The fact that Armstrong availed himself of battalions of doctors and boatloads of drugs when he was battling cancer didn't take away from his victory over the disease in anyone's eyes. So why wouldn't he use the chemical tools that virtually all of his competitors were also using when he raced, just to level the playing field if not to give himself an edge?

No one has suggested stripping Faulkner of his Nobel Prize because he wrote his longest, most convoluted sentences under the influence of alcohol, or removing Coleridge from the pantheon because he penned Kubla Khan while doping. No one puts asterisks next to the Rimbaud poems that were the most hallucinatory or the Jerry Garcia guitar solos that were performed when he was taking LSD. Scientists whose wits were sharpened by the pep pills they took in the small hours of the morning still get credit for their discoveries.

But a sports victory isn't a means to an end -- a poem you can read over and over again, a theory you can put to use, a record you can hear a thousand times on the radio. It isn't like a victory in war, where the winner continues to exercise power over the loser. It is a thing in and of itself, and as such, it is easily compromised.

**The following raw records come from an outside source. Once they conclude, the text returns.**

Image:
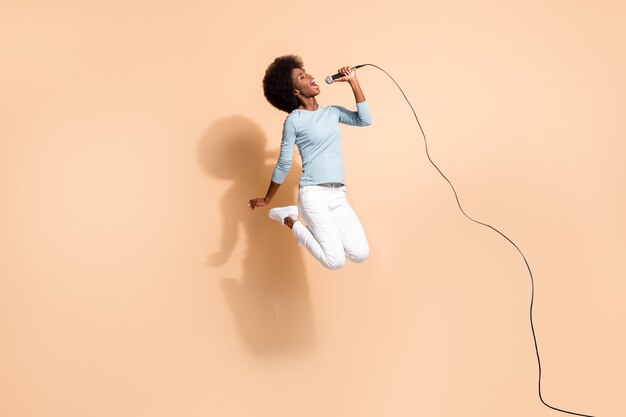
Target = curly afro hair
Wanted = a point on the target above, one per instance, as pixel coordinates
(277, 84)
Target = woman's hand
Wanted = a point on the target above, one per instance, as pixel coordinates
(257, 202)
(349, 73)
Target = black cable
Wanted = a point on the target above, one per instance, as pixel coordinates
(532, 280)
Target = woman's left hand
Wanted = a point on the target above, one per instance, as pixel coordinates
(349, 73)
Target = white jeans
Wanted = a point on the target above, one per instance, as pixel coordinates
(333, 231)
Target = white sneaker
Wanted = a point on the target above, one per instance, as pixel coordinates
(280, 213)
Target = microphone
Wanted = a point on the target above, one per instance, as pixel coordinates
(331, 78)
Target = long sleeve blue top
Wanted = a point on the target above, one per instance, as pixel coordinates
(316, 133)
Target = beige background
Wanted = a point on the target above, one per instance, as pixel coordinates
(134, 282)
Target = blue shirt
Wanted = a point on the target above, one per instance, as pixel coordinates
(316, 133)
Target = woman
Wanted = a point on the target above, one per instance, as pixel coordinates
(331, 231)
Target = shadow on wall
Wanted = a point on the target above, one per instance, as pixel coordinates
(270, 302)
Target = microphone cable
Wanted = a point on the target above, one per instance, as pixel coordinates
(532, 280)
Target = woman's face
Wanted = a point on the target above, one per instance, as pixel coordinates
(304, 83)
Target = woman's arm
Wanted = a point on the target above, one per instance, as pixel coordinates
(350, 77)
(260, 202)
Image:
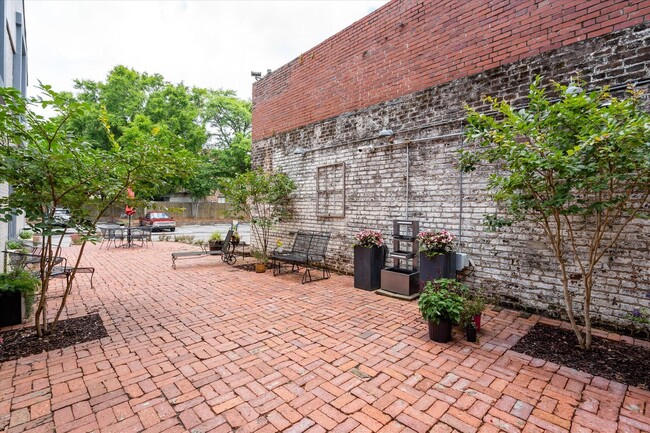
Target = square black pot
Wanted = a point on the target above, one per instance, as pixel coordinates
(441, 266)
(368, 263)
(12, 308)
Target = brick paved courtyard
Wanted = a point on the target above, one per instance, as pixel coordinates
(212, 348)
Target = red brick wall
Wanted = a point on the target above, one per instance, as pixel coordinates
(409, 45)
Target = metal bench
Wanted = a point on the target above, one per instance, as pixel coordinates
(227, 252)
(59, 267)
(307, 252)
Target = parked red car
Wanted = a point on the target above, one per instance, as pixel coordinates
(158, 221)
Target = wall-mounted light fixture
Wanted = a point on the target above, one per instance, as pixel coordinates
(573, 89)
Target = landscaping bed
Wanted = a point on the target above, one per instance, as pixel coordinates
(17, 343)
(614, 360)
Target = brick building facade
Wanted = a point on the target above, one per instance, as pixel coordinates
(410, 66)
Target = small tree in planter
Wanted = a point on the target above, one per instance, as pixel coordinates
(369, 251)
(17, 290)
(215, 242)
(441, 309)
(436, 255)
(263, 198)
(53, 167)
(578, 167)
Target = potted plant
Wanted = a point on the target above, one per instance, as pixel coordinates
(441, 309)
(14, 245)
(470, 318)
(262, 259)
(368, 259)
(215, 242)
(25, 234)
(437, 259)
(474, 300)
(17, 290)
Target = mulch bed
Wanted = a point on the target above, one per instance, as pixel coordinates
(612, 360)
(18, 343)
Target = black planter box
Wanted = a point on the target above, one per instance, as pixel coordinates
(440, 332)
(215, 245)
(368, 263)
(403, 282)
(12, 308)
(441, 266)
(471, 332)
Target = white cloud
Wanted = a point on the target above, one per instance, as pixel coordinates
(202, 43)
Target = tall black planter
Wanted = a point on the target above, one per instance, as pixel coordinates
(12, 308)
(441, 266)
(368, 263)
(440, 332)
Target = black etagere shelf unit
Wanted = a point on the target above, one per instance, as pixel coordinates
(403, 278)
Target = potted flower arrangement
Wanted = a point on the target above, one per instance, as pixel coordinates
(235, 238)
(25, 234)
(474, 301)
(14, 245)
(368, 259)
(215, 243)
(17, 290)
(441, 309)
(437, 259)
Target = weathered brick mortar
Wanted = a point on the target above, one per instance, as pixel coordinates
(410, 45)
(515, 262)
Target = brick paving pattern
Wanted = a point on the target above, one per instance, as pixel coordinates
(209, 348)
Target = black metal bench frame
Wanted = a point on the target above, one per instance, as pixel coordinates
(24, 260)
(227, 252)
(307, 252)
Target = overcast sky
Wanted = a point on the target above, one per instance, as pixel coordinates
(204, 43)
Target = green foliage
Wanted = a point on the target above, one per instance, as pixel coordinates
(19, 281)
(471, 307)
(13, 245)
(440, 304)
(136, 103)
(54, 166)
(228, 117)
(578, 165)
(263, 198)
(217, 164)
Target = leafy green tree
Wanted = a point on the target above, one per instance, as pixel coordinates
(51, 165)
(135, 103)
(264, 198)
(578, 166)
(228, 117)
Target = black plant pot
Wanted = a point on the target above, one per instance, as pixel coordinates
(441, 266)
(440, 332)
(215, 245)
(368, 263)
(471, 332)
(12, 308)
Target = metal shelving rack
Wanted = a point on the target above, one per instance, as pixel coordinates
(403, 278)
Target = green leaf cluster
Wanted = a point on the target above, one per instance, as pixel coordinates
(440, 304)
(576, 163)
(263, 198)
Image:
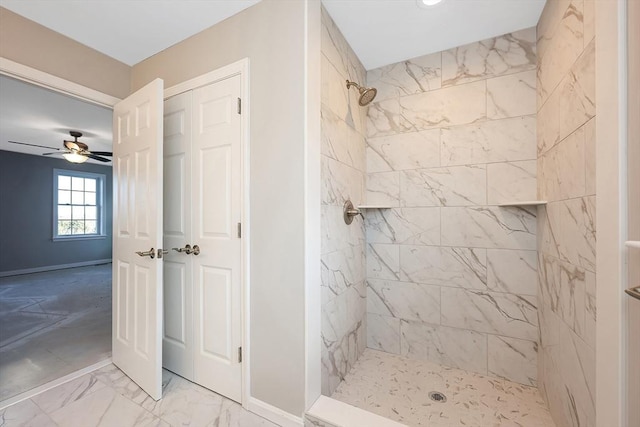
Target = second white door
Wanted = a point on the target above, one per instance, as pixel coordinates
(203, 209)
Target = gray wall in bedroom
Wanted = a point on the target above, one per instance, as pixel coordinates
(26, 209)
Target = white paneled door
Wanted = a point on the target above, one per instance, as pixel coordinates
(177, 339)
(137, 236)
(203, 186)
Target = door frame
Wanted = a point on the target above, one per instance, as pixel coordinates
(49, 81)
(238, 68)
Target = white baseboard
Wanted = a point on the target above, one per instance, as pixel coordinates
(273, 414)
(335, 413)
(53, 267)
(55, 383)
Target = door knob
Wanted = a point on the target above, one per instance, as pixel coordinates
(151, 253)
(186, 249)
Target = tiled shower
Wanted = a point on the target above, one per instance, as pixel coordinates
(445, 274)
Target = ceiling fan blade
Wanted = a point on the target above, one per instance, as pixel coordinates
(94, 157)
(35, 145)
(71, 145)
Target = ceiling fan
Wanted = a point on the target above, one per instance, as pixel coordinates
(74, 151)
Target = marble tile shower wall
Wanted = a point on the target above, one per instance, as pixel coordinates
(343, 175)
(451, 276)
(567, 227)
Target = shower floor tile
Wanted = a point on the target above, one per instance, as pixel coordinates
(398, 388)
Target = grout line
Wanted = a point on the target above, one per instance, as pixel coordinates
(52, 384)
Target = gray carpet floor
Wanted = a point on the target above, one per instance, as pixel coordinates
(52, 324)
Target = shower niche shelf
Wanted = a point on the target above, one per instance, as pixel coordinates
(523, 203)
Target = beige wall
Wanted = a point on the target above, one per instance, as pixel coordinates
(31, 44)
(272, 35)
(610, 374)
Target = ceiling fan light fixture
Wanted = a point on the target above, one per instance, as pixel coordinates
(75, 157)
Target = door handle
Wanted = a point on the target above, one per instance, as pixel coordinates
(151, 253)
(186, 249)
(632, 244)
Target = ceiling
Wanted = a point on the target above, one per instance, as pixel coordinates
(125, 29)
(383, 32)
(39, 116)
(380, 32)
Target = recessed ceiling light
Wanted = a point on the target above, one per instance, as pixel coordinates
(428, 3)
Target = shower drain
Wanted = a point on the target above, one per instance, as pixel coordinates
(436, 396)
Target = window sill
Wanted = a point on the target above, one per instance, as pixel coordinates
(68, 238)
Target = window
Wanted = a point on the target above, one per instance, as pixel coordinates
(78, 206)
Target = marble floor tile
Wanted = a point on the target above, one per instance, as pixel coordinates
(25, 413)
(108, 398)
(397, 388)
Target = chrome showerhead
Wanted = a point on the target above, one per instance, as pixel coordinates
(366, 93)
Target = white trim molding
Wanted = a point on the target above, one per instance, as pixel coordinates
(55, 383)
(49, 81)
(54, 267)
(273, 414)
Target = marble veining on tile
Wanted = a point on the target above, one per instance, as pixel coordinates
(397, 388)
(506, 54)
(343, 149)
(107, 397)
(567, 164)
(451, 277)
(408, 77)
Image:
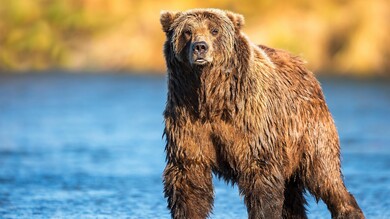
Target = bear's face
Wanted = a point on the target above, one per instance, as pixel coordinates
(201, 36)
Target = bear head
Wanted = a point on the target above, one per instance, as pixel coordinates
(200, 37)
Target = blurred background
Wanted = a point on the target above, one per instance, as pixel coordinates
(337, 36)
(83, 88)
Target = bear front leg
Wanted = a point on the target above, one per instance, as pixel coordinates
(263, 193)
(189, 190)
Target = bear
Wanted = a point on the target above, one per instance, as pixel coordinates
(252, 115)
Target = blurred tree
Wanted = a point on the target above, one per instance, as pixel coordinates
(335, 36)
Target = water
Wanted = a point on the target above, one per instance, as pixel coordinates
(90, 146)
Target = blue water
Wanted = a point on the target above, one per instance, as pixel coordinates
(90, 146)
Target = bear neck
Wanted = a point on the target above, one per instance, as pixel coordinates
(209, 92)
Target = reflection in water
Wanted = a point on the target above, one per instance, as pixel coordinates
(89, 146)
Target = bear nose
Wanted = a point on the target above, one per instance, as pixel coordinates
(200, 47)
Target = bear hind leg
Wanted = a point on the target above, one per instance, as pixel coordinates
(323, 179)
(294, 200)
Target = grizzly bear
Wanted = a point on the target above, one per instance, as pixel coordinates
(252, 115)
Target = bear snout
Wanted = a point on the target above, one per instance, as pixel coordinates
(200, 47)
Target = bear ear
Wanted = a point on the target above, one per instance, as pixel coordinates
(237, 19)
(167, 18)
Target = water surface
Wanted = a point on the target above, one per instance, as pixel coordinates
(90, 146)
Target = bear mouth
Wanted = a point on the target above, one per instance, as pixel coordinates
(200, 61)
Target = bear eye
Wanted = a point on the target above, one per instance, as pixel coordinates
(214, 32)
(188, 32)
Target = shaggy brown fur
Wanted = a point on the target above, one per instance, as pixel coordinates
(253, 115)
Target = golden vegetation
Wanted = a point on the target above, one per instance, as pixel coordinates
(337, 36)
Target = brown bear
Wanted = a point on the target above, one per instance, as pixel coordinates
(253, 115)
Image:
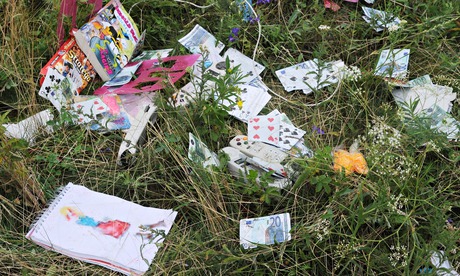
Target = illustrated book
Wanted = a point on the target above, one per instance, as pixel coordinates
(102, 229)
(109, 39)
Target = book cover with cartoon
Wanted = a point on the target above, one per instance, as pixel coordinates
(73, 64)
(109, 39)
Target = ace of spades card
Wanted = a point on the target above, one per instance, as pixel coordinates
(57, 89)
(88, 109)
(264, 128)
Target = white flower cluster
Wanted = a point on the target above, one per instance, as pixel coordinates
(393, 28)
(349, 73)
(345, 250)
(398, 255)
(384, 135)
(396, 204)
(321, 229)
(384, 153)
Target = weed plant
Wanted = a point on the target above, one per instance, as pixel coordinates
(386, 223)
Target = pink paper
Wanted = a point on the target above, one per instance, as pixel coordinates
(331, 5)
(113, 103)
(152, 77)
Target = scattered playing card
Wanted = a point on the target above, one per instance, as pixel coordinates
(393, 63)
(249, 68)
(309, 75)
(57, 89)
(264, 129)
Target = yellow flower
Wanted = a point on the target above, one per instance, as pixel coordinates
(350, 162)
(240, 103)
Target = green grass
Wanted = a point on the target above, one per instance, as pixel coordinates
(398, 209)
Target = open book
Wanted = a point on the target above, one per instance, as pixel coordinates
(109, 39)
(102, 229)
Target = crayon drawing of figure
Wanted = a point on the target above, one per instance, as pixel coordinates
(114, 228)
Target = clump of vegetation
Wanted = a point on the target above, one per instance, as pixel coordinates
(387, 222)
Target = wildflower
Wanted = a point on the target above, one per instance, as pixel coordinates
(254, 20)
(240, 103)
(262, 2)
(399, 255)
(234, 35)
(318, 130)
(393, 28)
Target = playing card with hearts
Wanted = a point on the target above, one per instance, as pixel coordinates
(264, 129)
(57, 89)
(248, 67)
(88, 108)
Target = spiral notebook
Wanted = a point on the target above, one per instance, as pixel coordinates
(102, 229)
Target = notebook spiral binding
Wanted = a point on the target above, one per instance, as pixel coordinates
(42, 215)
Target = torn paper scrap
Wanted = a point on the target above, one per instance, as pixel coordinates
(29, 128)
(393, 64)
(199, 153)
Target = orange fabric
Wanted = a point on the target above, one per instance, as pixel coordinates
(351, 162)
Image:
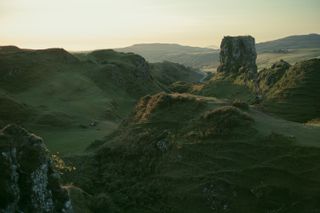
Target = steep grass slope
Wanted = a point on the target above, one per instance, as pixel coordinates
(209, 157)
(295, 96)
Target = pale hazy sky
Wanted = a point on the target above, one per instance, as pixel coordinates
(92, 24)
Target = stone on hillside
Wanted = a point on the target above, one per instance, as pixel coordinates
(238, 55)
(28, 180)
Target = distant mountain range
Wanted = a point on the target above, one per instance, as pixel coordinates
(208, 58)
(290, 42)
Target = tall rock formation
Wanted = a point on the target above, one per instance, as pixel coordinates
(238, 56)
(28, 180)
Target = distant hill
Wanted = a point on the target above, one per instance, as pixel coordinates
(196, 57)
(292, 49)
(295, 93)
(290, 42)
(77, 96)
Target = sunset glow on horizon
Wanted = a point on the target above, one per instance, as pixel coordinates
(96, 24)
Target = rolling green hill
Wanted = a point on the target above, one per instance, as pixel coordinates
(291, 42)
(186, 153)
(292, 49)
(294, 96)
(71, 100)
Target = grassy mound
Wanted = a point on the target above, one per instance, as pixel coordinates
(224, 122)
(167, 107)
(267, 78)
(12, 111)
(168, 72)
(295, 96)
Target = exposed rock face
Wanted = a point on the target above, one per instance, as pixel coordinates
(238, 55)
(267, 78)
(28, 181)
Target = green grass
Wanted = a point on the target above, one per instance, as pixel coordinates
(274, 167)
(265, 60)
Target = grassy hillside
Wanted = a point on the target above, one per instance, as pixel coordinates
(291, 49)
(295, 95)
(196, 57)
(290, 42)
(168, 72)
(210, 156)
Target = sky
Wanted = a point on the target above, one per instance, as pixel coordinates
(97, 24)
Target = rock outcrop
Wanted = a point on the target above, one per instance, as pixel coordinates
(238, 55)
(28, 180)
(267, 78)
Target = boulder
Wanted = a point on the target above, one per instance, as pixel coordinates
(238, 55)
(28, 180)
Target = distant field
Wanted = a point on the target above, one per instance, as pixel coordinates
(267, 59)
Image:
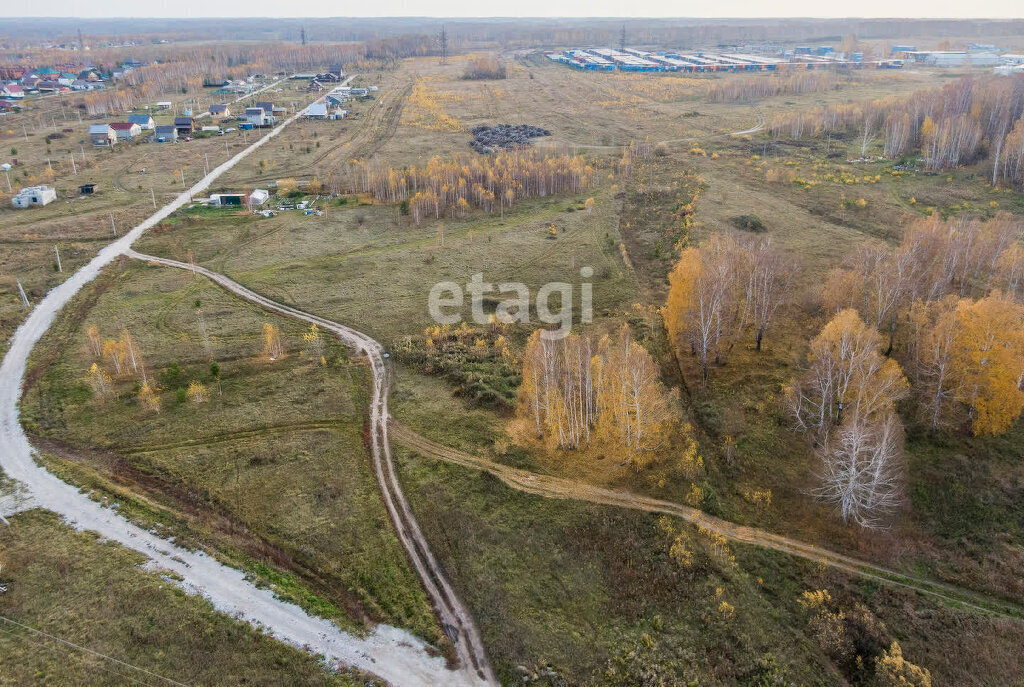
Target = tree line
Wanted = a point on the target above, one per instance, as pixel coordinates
(450, 186)
(960, 123)
(937, 320)
(721, 289)
(735, 89)
(578, 393)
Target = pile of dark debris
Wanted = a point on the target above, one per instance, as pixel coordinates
(492, 138)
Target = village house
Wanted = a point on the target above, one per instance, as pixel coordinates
(256, 117)
(316, 111)
(254, 198)
(144, 122)
(126, 130)
(102, 134)
(184, 125)
(31, 196)
(167, 133)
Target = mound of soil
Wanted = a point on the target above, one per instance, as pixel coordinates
(491, 138)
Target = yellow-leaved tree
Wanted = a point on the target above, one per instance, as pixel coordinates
(577, 394)
(989, 360)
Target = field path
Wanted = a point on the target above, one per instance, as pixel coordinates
(392, 654)
(559, 487)
(456, 620)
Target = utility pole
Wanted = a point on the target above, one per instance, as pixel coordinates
(442, 41)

Wars against drugs don't do much to reduce drug use, but they do expose hypocrisy. When DEA agents interdict illegal cocaine shipments they toast their success with legal cocktails. Back in the prohibition era, doctors would sell their patients prescriptions for "medicinal" alcohol, just as unscrupulous doctors will sell prescriptions for non-medicinal Oxycontin and other controlled substances today.

Armstrong beat one failed drug test, back in 1999, with an allegedly back-dated prescription for corticosteroids, which he claimed to be using to treat saddle sores. Could he have convinced arbiters that his other suspect drug tests were either contaminated, misread, or mistaken -- or that they had detected old traces of legitimate, perhaps cancer-fighting medications? I'm guessing that it would be easier to make the case that his steroid use was what caused his cancer to begin with, but what do I know?

I don't defend doping... But I do deplore the mentality that puts winning above everything, even at the cost of turning a blind eye to a pedophile coach -- or to the hideous, permanent injuries that our champions sustain while entertaining us.

Remember the Twilight Zone in which Lee Marvin managed and then impersonated a broken robot boxer in the ring? It inspired the Hugh Jackman movie, Real Steel. It was of course a retelling of the story of John Henry. Marvin lost the fight but won his dignity.

"Portrait of a losing side," Rod Serling said in his closing narration. "Proof positive that you can't outpunch machinery. Proof also of something else: that no matter what the future brings, man's capacity to rise to the occasion will remain unaltered. His potential for tenacity and optimism continues, as always, to outfight, outpoint and outlive any and all changes made by his society, for which three cheers and a unanimous decision rendered from the Twilight Zone."

For Rod Serling, tough-guy sentimentalist that he was, it was all about humanity. Human beings might be weak and mortal, but by God, they reach for the stars.

Doping, it occurs to me, is what happens when our sports heroes -- cheered on by their fans and enabled by the billion-dollar industries that feed off them -- aspire to make themselves into something super human, to become the very machines that John Henry died fighting.

It's kind of a Frankenstein story, when you think about it. It can't but end sadly.